N° 781 | Le 19 janvier 2006 | Jacques Trémintin | Critiques de livres (accès libre)
Les trente dernières années ont connu un véritable bouleversement de la parenté et des idées sur la parenté : fragilisation de l’axe de l’alliance et renforcement de la filiation. À partir de ce constat partagé par tous les observateurs, Maurice Godelier nous propose le regard de l’anthropologue qui vient relativiser tous ces changements. Chaque société s’est préoccupée de régler la succession des générations ainsi que les rapports entre les individus des deux sexes, explique-t-il. Mais, « toute affirmation générale concernant la nature et l’importance réelles de la parenté est dénuée de sens » (p.100). L’auteur s’attaque ainsi à Levi-Strauss qui affirma un temps que la condition universelle de l’alliance et de la parenté passait par l’échange des femmes, en démontrant la diversité des situations. Sur les 10 000 sociétés coexistant aujourd’hui, 45 % sont patrilinéaires, 12 % matrilinéaires, 14 % bilinéaires et seulement 39 % sont cognatiques (organisation que l’on retrouve en Occident : famille nucléaire reliée par des liens de consanguinité ou d’alliance et centrée sur l’individu).

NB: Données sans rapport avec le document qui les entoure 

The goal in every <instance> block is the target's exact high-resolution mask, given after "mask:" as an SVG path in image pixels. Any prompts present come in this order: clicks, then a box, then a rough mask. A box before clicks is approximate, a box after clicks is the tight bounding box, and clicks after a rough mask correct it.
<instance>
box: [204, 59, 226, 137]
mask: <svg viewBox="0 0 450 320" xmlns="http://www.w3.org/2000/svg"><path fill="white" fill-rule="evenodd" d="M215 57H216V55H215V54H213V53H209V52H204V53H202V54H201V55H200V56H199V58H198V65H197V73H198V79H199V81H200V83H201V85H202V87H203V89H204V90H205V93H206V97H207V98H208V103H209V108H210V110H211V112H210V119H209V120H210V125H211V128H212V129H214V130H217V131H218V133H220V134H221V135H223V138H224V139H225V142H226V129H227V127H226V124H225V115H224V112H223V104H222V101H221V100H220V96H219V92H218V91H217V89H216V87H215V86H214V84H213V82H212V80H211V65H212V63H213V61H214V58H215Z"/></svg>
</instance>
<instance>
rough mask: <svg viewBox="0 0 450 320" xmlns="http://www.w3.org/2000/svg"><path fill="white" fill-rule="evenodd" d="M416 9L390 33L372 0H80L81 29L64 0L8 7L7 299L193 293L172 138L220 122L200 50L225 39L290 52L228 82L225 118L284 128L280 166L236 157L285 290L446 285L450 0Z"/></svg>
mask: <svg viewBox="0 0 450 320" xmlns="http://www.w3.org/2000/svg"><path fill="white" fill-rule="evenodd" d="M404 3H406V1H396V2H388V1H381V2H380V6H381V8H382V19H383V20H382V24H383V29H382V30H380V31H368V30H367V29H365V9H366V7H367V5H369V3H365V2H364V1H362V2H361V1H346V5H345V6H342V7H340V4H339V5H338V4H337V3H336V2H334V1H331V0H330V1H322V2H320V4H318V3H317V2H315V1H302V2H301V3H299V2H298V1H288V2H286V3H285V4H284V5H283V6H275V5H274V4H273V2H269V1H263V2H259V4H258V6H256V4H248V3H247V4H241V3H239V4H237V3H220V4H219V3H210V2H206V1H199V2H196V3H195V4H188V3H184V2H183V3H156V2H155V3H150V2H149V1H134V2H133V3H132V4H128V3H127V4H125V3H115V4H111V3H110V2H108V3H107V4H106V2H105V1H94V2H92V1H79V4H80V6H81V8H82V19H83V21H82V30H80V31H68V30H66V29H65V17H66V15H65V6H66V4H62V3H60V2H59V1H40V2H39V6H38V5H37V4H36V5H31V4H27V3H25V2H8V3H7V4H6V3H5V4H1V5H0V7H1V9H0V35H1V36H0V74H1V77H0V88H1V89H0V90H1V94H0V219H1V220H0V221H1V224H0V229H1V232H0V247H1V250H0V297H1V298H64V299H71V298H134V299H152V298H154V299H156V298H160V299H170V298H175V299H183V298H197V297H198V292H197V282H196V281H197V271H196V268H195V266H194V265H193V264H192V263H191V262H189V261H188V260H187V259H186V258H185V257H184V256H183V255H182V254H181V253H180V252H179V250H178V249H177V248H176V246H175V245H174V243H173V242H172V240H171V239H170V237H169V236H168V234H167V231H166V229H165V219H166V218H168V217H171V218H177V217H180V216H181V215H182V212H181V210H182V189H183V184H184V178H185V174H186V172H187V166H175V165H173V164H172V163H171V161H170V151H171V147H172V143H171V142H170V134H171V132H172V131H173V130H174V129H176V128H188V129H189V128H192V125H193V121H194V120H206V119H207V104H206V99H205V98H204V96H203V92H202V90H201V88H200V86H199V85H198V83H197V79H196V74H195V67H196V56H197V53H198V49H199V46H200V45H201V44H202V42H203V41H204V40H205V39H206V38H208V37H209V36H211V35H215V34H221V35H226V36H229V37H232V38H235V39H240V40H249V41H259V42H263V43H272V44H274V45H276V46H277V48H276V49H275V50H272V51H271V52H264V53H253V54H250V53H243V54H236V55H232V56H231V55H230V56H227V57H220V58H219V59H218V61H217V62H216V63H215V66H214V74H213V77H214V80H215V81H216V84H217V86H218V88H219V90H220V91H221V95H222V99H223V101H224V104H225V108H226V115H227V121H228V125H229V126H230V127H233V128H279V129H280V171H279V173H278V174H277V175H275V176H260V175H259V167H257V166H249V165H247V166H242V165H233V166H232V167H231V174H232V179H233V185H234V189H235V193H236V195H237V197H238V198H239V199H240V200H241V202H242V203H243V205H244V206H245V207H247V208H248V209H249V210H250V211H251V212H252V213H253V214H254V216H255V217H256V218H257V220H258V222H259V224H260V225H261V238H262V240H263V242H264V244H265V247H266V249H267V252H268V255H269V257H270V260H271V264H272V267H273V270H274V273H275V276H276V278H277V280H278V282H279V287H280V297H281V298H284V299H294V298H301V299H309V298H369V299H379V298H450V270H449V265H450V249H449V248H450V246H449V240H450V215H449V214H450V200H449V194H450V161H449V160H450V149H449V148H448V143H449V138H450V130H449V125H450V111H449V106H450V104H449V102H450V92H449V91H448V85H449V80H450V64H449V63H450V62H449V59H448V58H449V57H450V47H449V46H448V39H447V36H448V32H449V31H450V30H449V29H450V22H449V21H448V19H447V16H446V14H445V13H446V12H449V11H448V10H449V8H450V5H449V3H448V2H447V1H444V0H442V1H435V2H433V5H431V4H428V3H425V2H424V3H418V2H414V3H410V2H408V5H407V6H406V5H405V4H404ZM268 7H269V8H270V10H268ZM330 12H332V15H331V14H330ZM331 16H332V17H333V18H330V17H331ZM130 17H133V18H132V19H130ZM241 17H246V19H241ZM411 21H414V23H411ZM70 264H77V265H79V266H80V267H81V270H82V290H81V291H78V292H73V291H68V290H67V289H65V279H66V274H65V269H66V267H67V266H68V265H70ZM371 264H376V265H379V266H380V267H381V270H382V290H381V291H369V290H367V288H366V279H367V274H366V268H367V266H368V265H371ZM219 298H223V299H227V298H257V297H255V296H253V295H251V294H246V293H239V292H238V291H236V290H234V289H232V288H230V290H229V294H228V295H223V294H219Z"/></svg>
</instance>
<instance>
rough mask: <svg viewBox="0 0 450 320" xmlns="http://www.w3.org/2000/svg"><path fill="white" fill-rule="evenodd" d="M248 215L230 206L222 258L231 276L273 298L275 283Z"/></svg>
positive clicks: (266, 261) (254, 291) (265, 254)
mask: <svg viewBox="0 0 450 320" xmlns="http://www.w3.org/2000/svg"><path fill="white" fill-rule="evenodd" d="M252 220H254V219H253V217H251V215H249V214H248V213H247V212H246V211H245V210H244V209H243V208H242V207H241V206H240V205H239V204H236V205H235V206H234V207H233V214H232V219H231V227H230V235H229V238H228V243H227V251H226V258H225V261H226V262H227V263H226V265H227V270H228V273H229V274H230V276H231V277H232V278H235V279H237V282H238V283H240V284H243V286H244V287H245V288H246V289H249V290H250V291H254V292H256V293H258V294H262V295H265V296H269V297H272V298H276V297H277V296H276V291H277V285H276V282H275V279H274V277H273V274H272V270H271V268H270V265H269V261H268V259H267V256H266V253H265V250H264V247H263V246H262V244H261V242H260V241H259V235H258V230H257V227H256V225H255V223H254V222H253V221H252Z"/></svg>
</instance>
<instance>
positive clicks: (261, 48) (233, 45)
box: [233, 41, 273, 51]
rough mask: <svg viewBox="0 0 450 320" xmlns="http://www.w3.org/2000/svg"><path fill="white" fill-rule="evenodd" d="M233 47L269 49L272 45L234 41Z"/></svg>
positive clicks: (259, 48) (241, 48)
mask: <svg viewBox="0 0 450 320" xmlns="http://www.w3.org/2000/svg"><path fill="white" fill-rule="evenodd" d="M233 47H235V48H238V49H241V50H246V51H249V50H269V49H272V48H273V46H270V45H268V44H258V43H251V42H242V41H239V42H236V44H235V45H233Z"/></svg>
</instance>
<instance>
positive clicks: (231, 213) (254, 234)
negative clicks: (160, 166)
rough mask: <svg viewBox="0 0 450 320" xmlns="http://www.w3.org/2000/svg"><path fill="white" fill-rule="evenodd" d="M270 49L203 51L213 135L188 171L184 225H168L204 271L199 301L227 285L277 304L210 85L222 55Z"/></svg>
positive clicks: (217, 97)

Maurice Godelier règle aussi son sort aux affirmations imprudentes de Freud et de ses successeurs concernant l’universalité de la prohibition de l’inceste. Ainsi, chez les Égyptiens de l’Antiquité, on trouvait tout à fait normal que les frères et les sœurs se marient entre eux, sans que ces pratiques millénaires ne produisent plus de tares que chez les chrétiens. Pour ce qui concerne la civilisation iranienne antique, la prescription du mariage de deux consanguins très proches (fratrie) faisait là aussi partie de la norme. L’union d’un père et de sa fille, mais aussi d’une mère et de son fils était divinisée, à l’image de ce qui se faisait chez les dieux locaux. On a toujours conçu des interdits concernant les relations entre personnes trop dissemblables ou au contraire trop proches. Mais aucune n’a de valeur universelle. Ce qui est prescrit par un peuple peut fort bien être proscrit par un autre. La permissivité sexuelle s’arrête dès lors qu’elle vient menacer la formule d’alliance. Il en va de même pour la parentalité qui désigne l’ensemble des obligations culturellement définies qui s’imposent aux adultes à l’égard des enfants. Mais, « nulle part, dans aucune société, un homme et une femme se suffisent à eux seuls pour faire un enfant » (p.325).
L’individu est inscrit dans une totalité sociale et cosmique qui déborde l’univers des rapports de parenté. La société occidentale cumule ces attributions entre les mains d’un petit nombre d’adultes. Mais beaucoup de peuples considèrent que les principes vitaux qui donnent consistance à l’enfant sont transmis par les ancêtres, les esprits ou les dieux, attribuant ainsi un rôle essentiel à bien d’autres que les parents. Maurice Godelier le démontre magistralement au travers des dizaines de descriptions qu’il nous propose : toute analyse scientifique d’un système de parenté donné nécessite la déconstruction des références et notions issues de sa propre culture.